There is only one world for us humans and we are running out of time to secure our place within it
And there’s a lot to be sceptical about in the programme for government. For example, the 2016 programme for government at least deigned to mention child poverty three times. The proposed 2020 programme manages not to refer to it at all. Simple and basic policies such as the free primary education that almost every developed society in the world takes for granted evaporate away in the empty shadow-language of evasion: “Seek to increase the capitation grant, with a view to reducing the reliance on voluntary contributions made to schools.” The programme comes down hard on natural gas but contains enough to power a city.

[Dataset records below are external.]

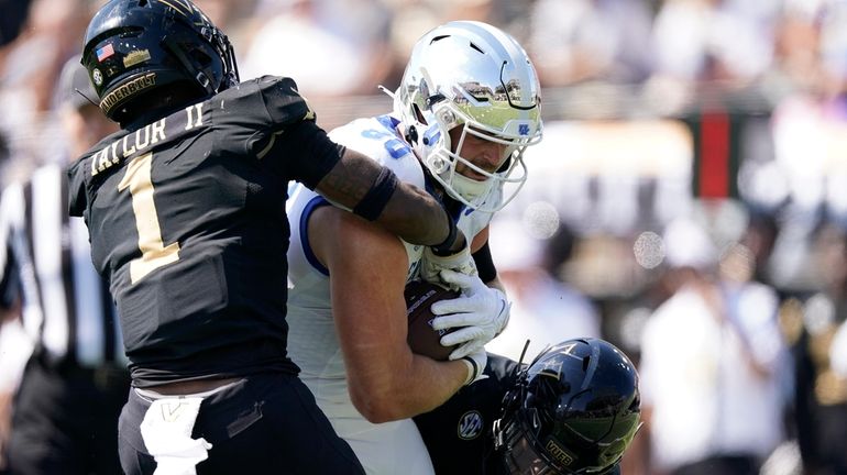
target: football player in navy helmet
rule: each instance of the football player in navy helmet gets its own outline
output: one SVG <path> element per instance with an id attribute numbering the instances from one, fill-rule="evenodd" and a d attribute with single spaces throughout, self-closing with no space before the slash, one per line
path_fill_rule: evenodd
<path id="1" fill-rule="evenodd" d="M 439 474 L 618 474 L 640 427 L 638 374 L 601 339 L 529 365 L 488 355 L 488 375 L 415 418 Z"/>

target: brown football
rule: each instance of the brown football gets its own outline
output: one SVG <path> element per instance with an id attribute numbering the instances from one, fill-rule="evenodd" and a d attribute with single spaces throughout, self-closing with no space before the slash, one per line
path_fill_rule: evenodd
<path id="1" fill-rule="evenodd" d="M 406 284 L 406 316 L 409 319 L 408 342 L 411 351 L 437 361 L 447 361 L 455 346 L 442 346 L 441 336 L 457 330 L 432 330 L 430 310 L 432 303 L 459 297 L 459 292 L 425 280 L 413 280 Z"/>

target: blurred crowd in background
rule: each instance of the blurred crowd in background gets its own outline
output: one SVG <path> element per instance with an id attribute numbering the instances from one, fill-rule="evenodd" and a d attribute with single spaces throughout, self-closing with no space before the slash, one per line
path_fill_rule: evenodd
<path id="1" fill-rule="evenodd" d="M 295 78 L 327 130 L 385 110 L 429 29 L 515 35 L 544 140 L 493 223 L 515 305 L 490 351 L 626 351 L 627 475 L 847 474 L 847 1 L 195 2 L 242 79 Z M 0 0 L 2 184 L 64 159 L 58 73 L 100 4 Z"/>

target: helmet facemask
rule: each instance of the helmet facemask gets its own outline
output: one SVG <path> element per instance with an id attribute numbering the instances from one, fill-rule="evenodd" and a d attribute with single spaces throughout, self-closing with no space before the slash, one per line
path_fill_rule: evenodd
<path id="1" fill-rule="evenodd" d="M 425 35 L 395 95 L 395 111 L 446 192 L 485 212 L 517 195 L 527 178 L 524 151 L 541 140 L 535 69 L 514 38 L 483 23 L 451 22 Z M 469 136 L 505 145 L 498 169 L 485 170 L 462 156 Z M 464 176 L 463 169 L 479 176 Z M 486 202 L 507 183 L 515 185 L 507 197 Z"/>

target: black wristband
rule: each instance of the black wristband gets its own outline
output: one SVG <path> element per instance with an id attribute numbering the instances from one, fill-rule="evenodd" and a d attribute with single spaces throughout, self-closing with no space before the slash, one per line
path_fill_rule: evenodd
<path id="1" fill-rule="evenodd" d="M 459 236 L 459 228 L 455 227 L 455 222 L 450 218 L 450 216 L 447 217 L 447 222 L 450 227 L 450 230 L 447 233 L 447 239 L 440 244 L 432 246 L 432 254 L 437 256 L 443 257 L 454 253 L 453 244 L 455 244 L 455 240 Z"/>
<path id="2" fill-rule="evenodd" d="M 359 201 L 359 205 L 353 208 L 353 212 L 369 221 L 380 218 L 383 209 L 388 205 L 392 195 L 394 195 L 397 185 L 397 175 L 389 168 L 383 167 L 383 169 L 380 170 L 380 176 L 377 176 L 374 184 L 371 185 L 371 189 L 367 190 L 364 198 Z"/>

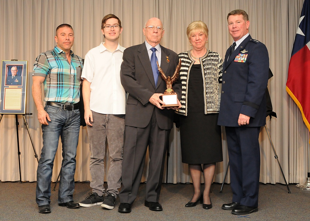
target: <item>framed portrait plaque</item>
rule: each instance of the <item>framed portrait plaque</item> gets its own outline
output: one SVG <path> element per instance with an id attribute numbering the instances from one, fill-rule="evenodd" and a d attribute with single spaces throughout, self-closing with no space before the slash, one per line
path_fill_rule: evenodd
<path id="1" fill-rule="evenodd" d="M 26 111 L 28 61 L 2 61 L 0 114 L 22 114 Z"/>

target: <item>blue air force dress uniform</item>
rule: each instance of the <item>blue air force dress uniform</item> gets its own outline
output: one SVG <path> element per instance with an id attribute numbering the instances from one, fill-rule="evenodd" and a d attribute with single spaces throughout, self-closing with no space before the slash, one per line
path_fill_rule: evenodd
<path id="1" fill-rule="evenodd" d="M 223 65 L 218 124 L 225 126 L 232 202 L 257 207 L 258 137 L 260 127 L 266 124 L 269 58 L 265 45 L 249 35 L 230 55 L 231 47 Z M 239 126 L 241 113 L 250 117 L 248 124 Z"/>

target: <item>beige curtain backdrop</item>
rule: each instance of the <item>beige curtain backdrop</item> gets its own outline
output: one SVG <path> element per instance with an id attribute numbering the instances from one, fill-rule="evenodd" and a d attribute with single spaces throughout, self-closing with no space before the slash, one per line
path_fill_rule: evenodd
<path id="1" fill-rule="evenodd" d="M 101 20 L 108 14 L 114 14 L 122 20 L 123 31 L 120 43 L 125 47 L 143 42 L 142 28 L 145 23 L 150 17 L 158 17 L 165 29 L 161 44 L 178 53 L 191 49 L 186 28 L 191 22 L 201 20 L 209 28 L 207 47 L 224 57 L 232 42 L 228 30 L 227 14 L 235 9 L 243 9 L 249 15 L 250 34 L 264 43 L 268 49 L 270 67 L 274 75 L 269 80 L 268 88 L 278 117 L 270 121 L 266 119 L 267 126 L 287 181 L 303 183 L 308 171 L 308 131 L 299 110 L 285 91 L 288 63 L 303 2 L 303 0 L 0 0 L 0 60 L 29 61 L 26 111 L 33 115 L 26 117 L 39 156 L 42 132 L 31 95 L 31 73 L 39 53 L 52 49 L 56 45 L 55 30 L 59 25 L 67 23 L 72 25 L 75 41 L 72 49 L 84 57 L 90 49 L 104 41 L 100 31 Z M 19 115 L 18 119 L 22 180 L 35 181 L 38 163 L 22 116 Z M 85 127 L 81 127 L 80 135 L 75 178 L 77 181 L 90 180 L 89 142 Z M 225 134 L 223 136 L 224 161 L 217 164 L 214 178 L 219 183 L 222 182 L 228 162 Z M 174 128 L 169 148 L 169 183 L 191 182 L 188 166 L 181 162 L 179 136 L 178 129 Z M 1 181 L 19 180 L 16 140 L 15 116 L 5 115 L 0 123 Z M 264 127 L 259 141 L 261 182 L 284 183 Z M 53 181 L 60 169 L 61 152 L 60 145 L 54 162 Z M 107 156 L 107 167 L 108 151 Z M 142 181 L 146 180 L 147 175 L 145 170 Z M 164 177 L 166 182 L 165 174 Z M 226 182 L 230 182 L 229 173 Z"/>

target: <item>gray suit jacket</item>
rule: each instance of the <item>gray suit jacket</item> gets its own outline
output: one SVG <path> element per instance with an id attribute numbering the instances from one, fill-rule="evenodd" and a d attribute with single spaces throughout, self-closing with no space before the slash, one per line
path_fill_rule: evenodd
<path id="1" fill-rule="evenodd" d="M 166 76 L 172 76 L 179 63 L 179 57 L 174 51 L 161 46 L 160 47 L 161 67 Z M 166 108 L 160 110 L 148 102 L 154 93 L 163 93 L 167 88 L 166 82 L 160 76 L 155 88 L 145 43 L 126 49 L 124 51 L 123 60 L 121 67 L 121 81 L 129 93 L 126 106 L 125 125 L 141 128 L 145 127 L 150 122 L 155 108 L 159 128 L 164 130 L 171 129 L 173 125 L 174 111 Z M 172 87 L 179 100 L 179 79 Z"/>

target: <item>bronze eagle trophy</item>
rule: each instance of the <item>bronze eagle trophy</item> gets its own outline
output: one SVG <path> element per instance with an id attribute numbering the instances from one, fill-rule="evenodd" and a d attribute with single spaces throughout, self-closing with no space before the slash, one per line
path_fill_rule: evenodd
<path id="1" fill-rule="evenodd" d="M 180 69 L 181 69 L 181 59 L 179 59 L 179 64 L 176 66 L 175 68 L 175 71 L 172 77 L 168 76 L 167 77 L 165 74 L 164 72 L 162 70 L 162 68 L 159 67 L 158 64 L 158 61 L 157 63 L 157 67 L 158 67 L 158 71 L 161 73 L 162 79 L 165 81 L 166 82 L 166 85 L 167 87 L 167 89 L 165 91 L 164 94 L 170 94 L 173 93 L 175 93 L 174 91 L 172 89 L 172 84 L 175 82 L 179 77 L 179 73 L 180 72 Z"/>
<path id="2" fill-rule="evenodd" d="M 161 74 L 162 79 L 166 82 L 167 89 L 165 91 L 164 94 L 162 95 L 162 101 L 165 103 L 165 105 L 162 105 L 162 107 L 177 107 L 178 96 L 176 93 L 174 92 L 172 89 L 172 84 L 174 83 L 179 77 L 179 72 L 181 69 L 181 59 L 179 59 L 179 64 L 176 66 L 172 77 L 166 76 L 162 68 L 159 67 L 158 61 L 157 62 L 157 67 L 158 71 Z"/>

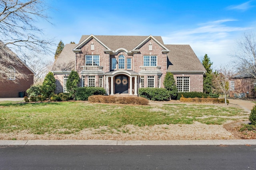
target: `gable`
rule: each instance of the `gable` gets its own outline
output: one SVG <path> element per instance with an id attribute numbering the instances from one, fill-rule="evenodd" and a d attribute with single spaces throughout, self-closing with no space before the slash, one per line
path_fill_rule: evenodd
<path id="1" fill-rule="evenodd" d="M 170 51 L 167 54 L 167 72 L 206 71 L 189 45 L 164 45 Z"/>

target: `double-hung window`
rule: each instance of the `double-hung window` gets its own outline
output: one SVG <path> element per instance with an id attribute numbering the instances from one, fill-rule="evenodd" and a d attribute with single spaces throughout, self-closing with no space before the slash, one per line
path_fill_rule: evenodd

And yet: Time, ladies and gentlemen, please. As Andrew Marvell has it in To His Coy Mistress, "Had we but world enough and time,/ This coyness, lady, were no crime./We would sit down, and think which way/ To walk, and pass our long love's day." Had we but world enough and time, the Greens would be perfectly right to fight shy of entering government under such a cloud of vagueness. But there is only one world for us humans and we are running out of time to secure our place within it.
Amplified voice
The stakes are too high for righteous indignation. We often hear the spurious argument that Ireland is so small that what we do here doesn't matter. But most countries are small countries. The whole point of international treaties such as the climate-change accords is that if one party resiles from them, so can all the others. The importance of what happens here, moreover, increased last week when Ireland was elected to a seat on the United Nations Security Council. For the next two years at least, Ireland has an amplified voice in the world, not least on climate change. But only if we do not speak as hypocrites, urging actions on others that we are unwilling to take ourselves.

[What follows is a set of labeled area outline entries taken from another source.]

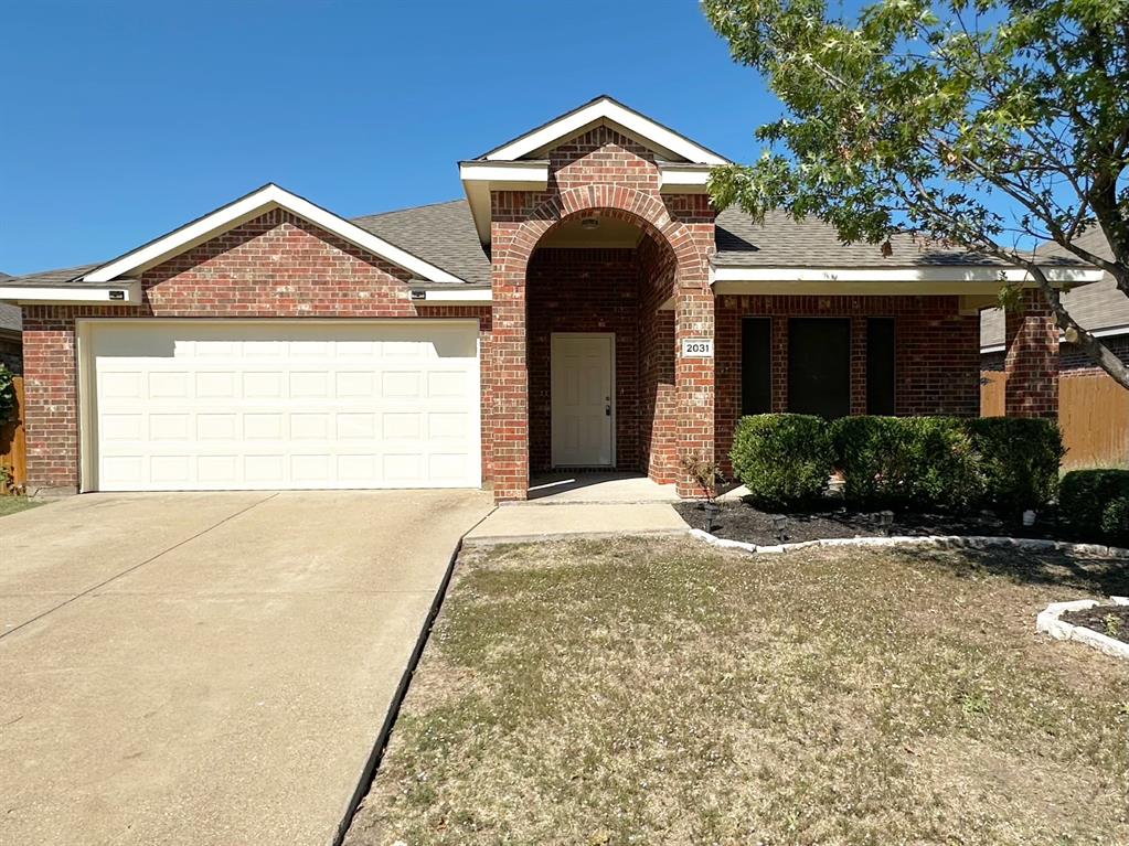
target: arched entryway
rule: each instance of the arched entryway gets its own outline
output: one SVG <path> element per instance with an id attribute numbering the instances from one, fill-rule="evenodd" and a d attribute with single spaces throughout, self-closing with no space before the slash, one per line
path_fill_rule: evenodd
<path id="1" fill-rule="evenodd" d="M 712 362 L 679 354 L 712 328 L 700 238 L 622 186 L 497 211 L 498 499 L 525 499 L 531 470 L 552 467 L 641 470 L 690 493 L 683 458 L 712 457 Z"/>

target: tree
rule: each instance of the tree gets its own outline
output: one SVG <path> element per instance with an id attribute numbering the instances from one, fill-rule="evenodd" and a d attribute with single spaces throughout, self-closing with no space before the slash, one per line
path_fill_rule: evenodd
<path id="1" fill-rule="evenodd" d="M 910 231 L 1025 268 L 1067 337 L 1129 388 L 1023 246 L 1053 241 L 1129 296 L 1129 0 L 878 0 L 850 18 L 824 0 L 703 7 L 787 112 L 758 130 L 759 161 L 715 170 L 719 208 L 814 214 L 886 253 Z M 1112 258 L 1077 244 L 1093 227 Z"/>

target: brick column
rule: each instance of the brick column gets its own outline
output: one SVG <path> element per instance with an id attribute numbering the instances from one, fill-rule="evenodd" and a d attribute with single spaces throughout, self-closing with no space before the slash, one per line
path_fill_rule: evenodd
<path id="1" fill-rule="evenodd" d="M 501 240 L 498 229 L 496 224 L 496 245 Z M 505 247 L 498 253 L 493 264 L 489 377 L 493 491 L 495 501 L 502 502 L 530 495 L 530 371 L 525 345 L 525 262 L 517 261 Z"/>
<path id="2" fill-rule="evenodd" d="M 714 337 L 714 292 L 701 280 L 680 283 L 675 294 L 675 364 L 677 391 L 677 484 L 680 496 L 700 496 L 701 488 L 682 466 L 685 458 L 714 456 L 714 362 L 712 358 L 684 356 L 682 342 Z"/>
<path id="3" fill-rule="evenodd" d="M 1004 411 L 1008 417 L 1058 416 L 1058 327 L 1038 290 L 1025 290 L 1006 312 Z"/>
<path id="4" fill-rule="evenodd" d="M 850 413 L 866 414 L 866 317 L 850 319 Z"/>

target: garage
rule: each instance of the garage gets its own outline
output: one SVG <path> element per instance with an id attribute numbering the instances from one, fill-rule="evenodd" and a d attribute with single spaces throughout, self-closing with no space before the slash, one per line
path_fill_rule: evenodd
<path id="1" fill-rule="evenodd" d="M 476 320 L 85 320 L 84 490 L 481 486 Z"/>

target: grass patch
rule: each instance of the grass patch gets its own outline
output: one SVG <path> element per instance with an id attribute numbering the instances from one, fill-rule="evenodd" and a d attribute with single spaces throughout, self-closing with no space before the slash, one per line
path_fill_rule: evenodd
<path id="1" fill-rule="evenodd" d="M 0 496 L 0 517 L 27 511 L 42 504 L 42 500 L 29 500 L 26 496 Z"/>
<path id="2" fill-rule="evenodd" d="M 1129 843 L 1129 666 L 1034 634 L 1126 564 L 472 550 L 348 844 Z"/>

Equally, the economic collapse caused by the coronavirus creates a moment of opportunity for radical change that may not be repeated. There is a very wide acceptance (including at European Union level) that advanced economies must be regenerated through some version of a Green New Deal. The time to be in government shaping this response is now.
Sceptical Greens are absolutely right to say that Fianna Fáil and Fine Gael can’t be trusted to deal with the existential challenge of climate change. That is precisely why we need the Greens in government to make them do it.